Wraking van rechter mr. Van Noort in civiele procedure

Op 30 juni 2025 heeft de wrakingskamer van de Rechtbank Zeeland-West-Brabant een beslissing genomen op het wrakingsverzoek van een verzoekster tegen mr. Van Noort, kantonrechter. Het wrakingsverzoek werd ingediend op 19 juni 2025, naar aanleiding van een afwijzing van een verzoek om uitstel van een zitting in een hoofdzaak.
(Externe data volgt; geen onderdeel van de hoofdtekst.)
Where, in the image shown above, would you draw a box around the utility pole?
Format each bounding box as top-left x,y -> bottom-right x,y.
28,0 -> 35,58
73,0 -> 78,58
De verzoekster stelde dat de afwijzing van haar uitstelverzoek de schijn van partijdigheid wekte en in strijd was met artikel 6 van het Europees Verdrag voor de Rechten van de Mens. De wrakingskamer heeft de procedure beoordeeld aan de hand van de feiten en omstandigheden die door de verzoekster zijn aangevoerd. De wrakingskamer oordeelde dat de beslissing van de rechter om het verzoek om uitstel af te wijzen een procesbeslissing betreft, waarover de wrakingskamer geen oordeel kan vellen. De wrakingskamer concludeerde dat er geen zwaarwegende aanwijzingen waren voor vooringenomenheid van de rechter. Daarom werd het wrakingsverzoek kennelijk ongegrond verklaard, en werd bepaald dat de behandeling van de hoofdzaak voortgezet kan worden. De beslissing werd openbaar gemaakt en er staat geen rechtsmiddel open tegen deze beslissing.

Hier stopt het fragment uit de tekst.